In [3]:
import torch
import cv2
import numpy as np
from matplotlib import pyplot as plt
from ultralytics import YOLO
import os

In [2]:

model = YOLO("yolov8x")


def get_last_frame(video_path):
    cap = cv2.VideoCapture(video_path)
    total_frames = int(cap.get(cv2.CAP_PROP_FRAME_COUNT))
    cap.set(cv2.CAP_PROP_POS_FRAMES, total_frames - 1)
    ret, frame = cap.read()
    cap.release()
    if ret:
        return frame
    else:
        raise ValueError("Could not read the last frame.")
   

# we define the region on intereset representing the lane where the cars are 
region_of_interest = [
    [(402, 216), (502,218),(751, 441), (655, 475)]]

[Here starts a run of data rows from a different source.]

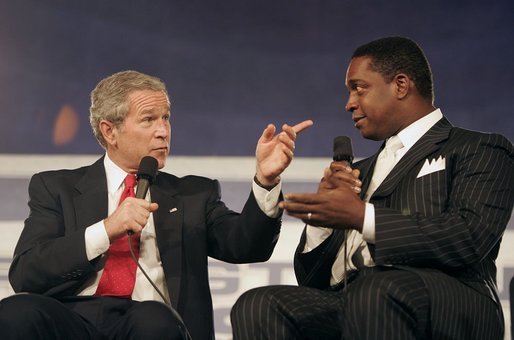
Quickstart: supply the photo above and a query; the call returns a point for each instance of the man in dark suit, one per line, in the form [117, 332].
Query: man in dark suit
[407, 253]
[63, 253]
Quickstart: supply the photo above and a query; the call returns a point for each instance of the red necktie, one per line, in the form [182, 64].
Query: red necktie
[119, 275]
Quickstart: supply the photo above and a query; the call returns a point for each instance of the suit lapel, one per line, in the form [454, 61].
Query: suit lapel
[426, 145]
[168, 220]
[91, 203]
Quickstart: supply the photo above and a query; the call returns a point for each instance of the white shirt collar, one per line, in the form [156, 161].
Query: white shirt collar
[115, 175]
[412, 133]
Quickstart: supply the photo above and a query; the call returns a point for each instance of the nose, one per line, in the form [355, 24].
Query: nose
[163, 129]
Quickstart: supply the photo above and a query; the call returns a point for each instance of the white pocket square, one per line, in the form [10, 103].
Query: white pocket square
[432, 166]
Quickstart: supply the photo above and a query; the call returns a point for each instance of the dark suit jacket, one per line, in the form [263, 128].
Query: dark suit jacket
[449, 221]
[50, 256]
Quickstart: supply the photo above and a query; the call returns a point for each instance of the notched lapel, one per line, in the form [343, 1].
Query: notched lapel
[91, 203]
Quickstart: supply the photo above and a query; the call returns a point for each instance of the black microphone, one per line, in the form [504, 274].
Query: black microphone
[145, 175]
[343, 149]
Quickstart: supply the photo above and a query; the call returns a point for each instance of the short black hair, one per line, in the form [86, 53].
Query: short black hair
[393, 55]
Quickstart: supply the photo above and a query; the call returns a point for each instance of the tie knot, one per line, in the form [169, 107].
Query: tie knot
[130, 181]
[394, 144]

# here we precess the videos and write the results in a txt file
def process_videos(video_directory, output_directory):
    if not os.path.exists(output_directory):
        os.makedirs(output_directory)
        
    for filename in os.listdir(video_directory):
        if filename.endswith('.mp4'):
            video_path = os.path.join(video_directory, filename)
            try:
                last_frame = get_last_frame(video_path)
                #perform the inference
                results = model.predict(last_frame, classes=[2, 7], verbose=False,conf = 0.1)
                detections = results[0].boxes.xyxy.cpu().numpy() #tensori
                classes = results[0].boxes.cls.cpu().numpy()  # Classes
                
                #get the centers of the detected cars
                centers = []
                for detection, cls in zip(detections, classes):
                    x_min, y_min, x_max, y_max = detection[:4] #get the coordinates of the bounding box
                    center_x = int((x_min + x_max) / 2) 
                    center_y = int((y_min + y_max) / 2)
                    centers.append((center_x, center_y))
                
                #check if the centers are in the region of interest
                cars_in_roi = 0 
                for (center_x,center_y) in centers:
                    point = (center_x,center_y)
                    for car in region_of_interest:
                        car_arr = np.array(car,np.int32).reshape((-1,1,2))
                        if cv2.pointPolygonTest(car_arr,point,False) >= 0:
                            cars_in_roi += 1
                            break
                
                #write the results in a txt file
                output_filename = os.path.splitext(filename)[0] + '.txt'
                output_path = os.path.join(output_directory, output_filename)
                with open(output_path, 'w') as f:
                    f.write(str(cars_in_roi))
                print(f'Processed {filename}: {cars_in_roi} cars in the region of interest.')
                
            except Exception as e:
                print(f'Error processing {filename}: {e}')
                
# Function to read the ground truth data
def read_ground_truth(ground_truth_directory, video_filename):
    ground_truth_filename = os.path.splitext(video_filename)[0] + '_gt.txt'
    ground_truth_path = os.path.join(ground_truth_directory, ground_truth_filename)
    with open(ground_truth_path, 'r') as f:
        lines = f.readlines()
    ground_truth_count = int(lines[0].strip())
    return ground_truth_count


# Function to compare predictions with ground truth
def compare_with_ground_truth(predictions_directory, ground_truth_directory):
    total_files = 0
    correct_predictions = 0
    
    for filename in os.listdir(predictions_directory):
        if filename.endswith('.txt'):
            total_files += 1
            
            prediction_path = os.path.join(predictions_directory, filename)
            with open(prediction_path, 'r') as f:
                lines = f.readlines()
            predicted_count = int(lines[0].strip())
            
            ground_truth_count = read_ground_truth(ground_truth_directory, filename)
            
            if predicted_count == ground_truth_count:
                correct_predictions += 1
            else:
                print(f'{filename}: Prediction ({predicted_count}) does not match ground truth ({ground_truth_count})')
    
    accuracy = correct_predictions / total_files if total_files > 0 else 0
    print(f'Accuracy: {accuracy:.2%}')

               
video_directory = '/home/radu/Facultate/Computer_Vision/Project2/train/Task4/'
output_directory = '/home/radu/Facultate/Computer_Vision/Project2/train/Task4/output/'
ground_truth_directory = '/home/radu/Facultate/Computer_Vision/Project2/train/Task4/ground-truth/'
process_videos(video_directory, output_directory)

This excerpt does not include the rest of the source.